A minimal scalar reverse mode system stores values, adjoints, and backward closures.

import math

class Var:
    def __init__(self, value):
        self.value = float(value)
        self.grad = 0.0
        self.parents = []

    def backward(self):
        topo = []
        seen = set()

        def visit(v):
            if id(v) in seen:
                return
            seen.add(id(v))
            for parent, _ in v.parents:
                visit(parent)
            topo.append(v)

        visit(self)

        self.grad = 1.0

        for v in reversed(topo):
            for parent, pullback in v.parents:
                parent.grad += pullback(v.grad)

def add(a, b):
    out = Var(a.value + b.value)
    out.parents = [
        (a, lambda g: g),
        (b, lambda g: g),
    ]
    return out

def mul(a, b):
    out = Var(a.value * b.value)
    out.parents = [
        (a, lambda g: g * b.value),
        (b, lambda g: g * a.value),
    ]
    return out

def sin(a):
    out = Var(math.sin(a.value))
    out.parents = [
        (a, lambda g: g * math.cos(a.value)),
    ]
    return out

Using it:

x1 = Var(2.0)
x2 = Var(3.0)

y = add(mul(x1, x2), sin(x1))
y.backward()

print(y.value)
print(x1.grad)
print(x2.grad)

The gradients are:

$$ \bar x_1 = x_2 + \cos(x_1), $$

$$ \bar x_2 = x_1. $$

This small engine illustrates the whole mechanism:

the forward pass builds a graph;
each operation stores a pullback;
backward traversal accumulates gradients.

Chapter Summary

Reverse mode automatic differentiation computes gradients by recording a primal computation and replaying its local derivative rules backward.

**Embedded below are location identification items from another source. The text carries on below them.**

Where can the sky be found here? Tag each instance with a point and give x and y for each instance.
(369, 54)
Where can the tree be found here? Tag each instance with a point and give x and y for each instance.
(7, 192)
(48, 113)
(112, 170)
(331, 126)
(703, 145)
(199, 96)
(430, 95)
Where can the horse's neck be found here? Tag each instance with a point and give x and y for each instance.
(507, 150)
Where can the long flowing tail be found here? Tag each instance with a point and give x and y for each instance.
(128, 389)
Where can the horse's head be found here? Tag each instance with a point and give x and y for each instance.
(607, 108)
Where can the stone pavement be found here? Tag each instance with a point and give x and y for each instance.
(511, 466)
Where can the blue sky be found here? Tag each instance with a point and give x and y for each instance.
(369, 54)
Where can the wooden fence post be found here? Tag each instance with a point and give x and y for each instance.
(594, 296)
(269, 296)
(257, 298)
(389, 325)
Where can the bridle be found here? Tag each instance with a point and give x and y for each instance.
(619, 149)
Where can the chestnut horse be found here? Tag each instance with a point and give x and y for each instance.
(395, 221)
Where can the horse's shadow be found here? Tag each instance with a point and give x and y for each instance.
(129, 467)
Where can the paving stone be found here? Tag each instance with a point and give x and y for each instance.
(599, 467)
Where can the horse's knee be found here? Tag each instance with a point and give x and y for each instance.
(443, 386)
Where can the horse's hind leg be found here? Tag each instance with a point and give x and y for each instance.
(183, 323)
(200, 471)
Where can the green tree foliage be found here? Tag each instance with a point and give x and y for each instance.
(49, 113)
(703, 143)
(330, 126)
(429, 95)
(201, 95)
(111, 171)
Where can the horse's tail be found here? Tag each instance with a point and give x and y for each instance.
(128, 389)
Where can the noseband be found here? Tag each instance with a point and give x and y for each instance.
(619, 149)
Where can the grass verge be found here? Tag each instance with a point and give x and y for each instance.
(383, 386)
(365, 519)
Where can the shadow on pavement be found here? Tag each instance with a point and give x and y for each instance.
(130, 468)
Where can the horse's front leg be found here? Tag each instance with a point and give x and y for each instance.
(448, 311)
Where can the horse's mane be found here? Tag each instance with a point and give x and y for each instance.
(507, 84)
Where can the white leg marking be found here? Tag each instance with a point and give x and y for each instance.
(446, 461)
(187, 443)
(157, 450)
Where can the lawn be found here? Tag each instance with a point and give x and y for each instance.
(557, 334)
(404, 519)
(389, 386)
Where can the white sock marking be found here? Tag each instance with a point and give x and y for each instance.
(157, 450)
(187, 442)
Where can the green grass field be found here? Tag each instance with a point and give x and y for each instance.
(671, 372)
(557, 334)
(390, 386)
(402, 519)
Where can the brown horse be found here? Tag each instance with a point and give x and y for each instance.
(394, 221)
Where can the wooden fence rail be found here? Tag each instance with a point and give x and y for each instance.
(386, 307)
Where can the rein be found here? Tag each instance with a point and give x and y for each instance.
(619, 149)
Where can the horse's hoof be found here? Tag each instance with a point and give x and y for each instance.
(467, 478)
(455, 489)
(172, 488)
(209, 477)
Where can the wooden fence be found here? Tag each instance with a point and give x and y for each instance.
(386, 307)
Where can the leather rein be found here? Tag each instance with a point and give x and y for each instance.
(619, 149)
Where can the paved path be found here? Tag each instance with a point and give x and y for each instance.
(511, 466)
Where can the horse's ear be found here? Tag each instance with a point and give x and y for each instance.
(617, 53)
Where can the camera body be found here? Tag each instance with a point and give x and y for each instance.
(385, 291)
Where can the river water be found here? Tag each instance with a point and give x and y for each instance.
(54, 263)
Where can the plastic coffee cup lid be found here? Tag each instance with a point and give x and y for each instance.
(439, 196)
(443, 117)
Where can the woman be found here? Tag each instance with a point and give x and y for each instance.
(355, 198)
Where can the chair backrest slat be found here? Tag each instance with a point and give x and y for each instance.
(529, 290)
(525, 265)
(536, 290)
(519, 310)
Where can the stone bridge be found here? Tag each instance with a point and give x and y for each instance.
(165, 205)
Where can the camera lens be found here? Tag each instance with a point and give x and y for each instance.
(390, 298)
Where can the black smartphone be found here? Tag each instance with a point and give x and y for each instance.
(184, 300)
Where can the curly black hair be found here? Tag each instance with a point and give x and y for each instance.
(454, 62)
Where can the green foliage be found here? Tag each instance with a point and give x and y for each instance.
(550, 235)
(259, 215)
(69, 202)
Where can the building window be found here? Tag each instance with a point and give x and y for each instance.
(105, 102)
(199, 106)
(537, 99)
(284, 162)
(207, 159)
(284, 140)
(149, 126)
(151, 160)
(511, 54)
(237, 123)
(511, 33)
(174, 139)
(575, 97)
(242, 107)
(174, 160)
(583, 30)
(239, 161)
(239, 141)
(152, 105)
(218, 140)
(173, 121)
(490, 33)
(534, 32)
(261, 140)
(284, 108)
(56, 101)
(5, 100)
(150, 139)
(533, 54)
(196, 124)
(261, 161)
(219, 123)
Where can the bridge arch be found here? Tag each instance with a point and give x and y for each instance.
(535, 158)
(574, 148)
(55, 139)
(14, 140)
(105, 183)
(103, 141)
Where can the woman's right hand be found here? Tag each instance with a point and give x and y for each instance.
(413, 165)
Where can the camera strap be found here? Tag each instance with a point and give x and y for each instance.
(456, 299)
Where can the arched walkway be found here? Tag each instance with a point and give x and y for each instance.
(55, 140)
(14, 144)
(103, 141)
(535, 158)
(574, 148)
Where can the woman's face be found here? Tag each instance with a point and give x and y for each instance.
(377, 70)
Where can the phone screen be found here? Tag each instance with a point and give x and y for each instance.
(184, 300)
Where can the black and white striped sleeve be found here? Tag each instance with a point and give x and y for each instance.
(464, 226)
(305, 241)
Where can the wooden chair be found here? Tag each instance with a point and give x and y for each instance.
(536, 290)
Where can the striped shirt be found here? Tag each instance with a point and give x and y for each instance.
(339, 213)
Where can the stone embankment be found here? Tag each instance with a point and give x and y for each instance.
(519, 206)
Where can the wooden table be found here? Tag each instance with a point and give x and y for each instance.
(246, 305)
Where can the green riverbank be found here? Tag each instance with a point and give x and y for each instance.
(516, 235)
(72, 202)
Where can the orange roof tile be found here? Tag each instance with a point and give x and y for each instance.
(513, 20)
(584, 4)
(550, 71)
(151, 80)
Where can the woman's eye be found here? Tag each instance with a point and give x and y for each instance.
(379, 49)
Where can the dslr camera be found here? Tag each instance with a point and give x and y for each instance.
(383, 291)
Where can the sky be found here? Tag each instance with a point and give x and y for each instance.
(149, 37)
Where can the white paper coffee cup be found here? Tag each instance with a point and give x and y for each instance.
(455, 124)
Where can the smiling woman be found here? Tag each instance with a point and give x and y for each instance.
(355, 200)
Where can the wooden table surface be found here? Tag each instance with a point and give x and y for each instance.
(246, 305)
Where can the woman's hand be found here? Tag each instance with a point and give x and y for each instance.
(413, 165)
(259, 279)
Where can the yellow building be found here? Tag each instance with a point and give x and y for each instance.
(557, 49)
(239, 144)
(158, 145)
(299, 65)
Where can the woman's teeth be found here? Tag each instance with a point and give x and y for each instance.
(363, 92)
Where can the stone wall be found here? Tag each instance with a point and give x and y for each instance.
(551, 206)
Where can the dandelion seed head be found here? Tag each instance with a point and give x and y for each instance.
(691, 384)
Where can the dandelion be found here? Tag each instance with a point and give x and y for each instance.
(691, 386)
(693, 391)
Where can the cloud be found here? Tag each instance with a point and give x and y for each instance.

The main ideas from this chapter are:

Concept	Role
adjoint	sensitivity of output to an intermediate value
reverse graph	dependency graph traversed backward
vector-Jacobian product	core operation of reverse mode
reverse accumulation	additive propagation of adjoints
tape	recorded execution trace
Wengert list	single-assignment linearized computation
checkpointing	memory reduction by recomputation
backpropagation	reverse mode applied to neural networks

Reverse mode is efficient when many inputs influence a small number of outputs. This is the standard setting in optimization and deep learning: many parameters, one scalar objective.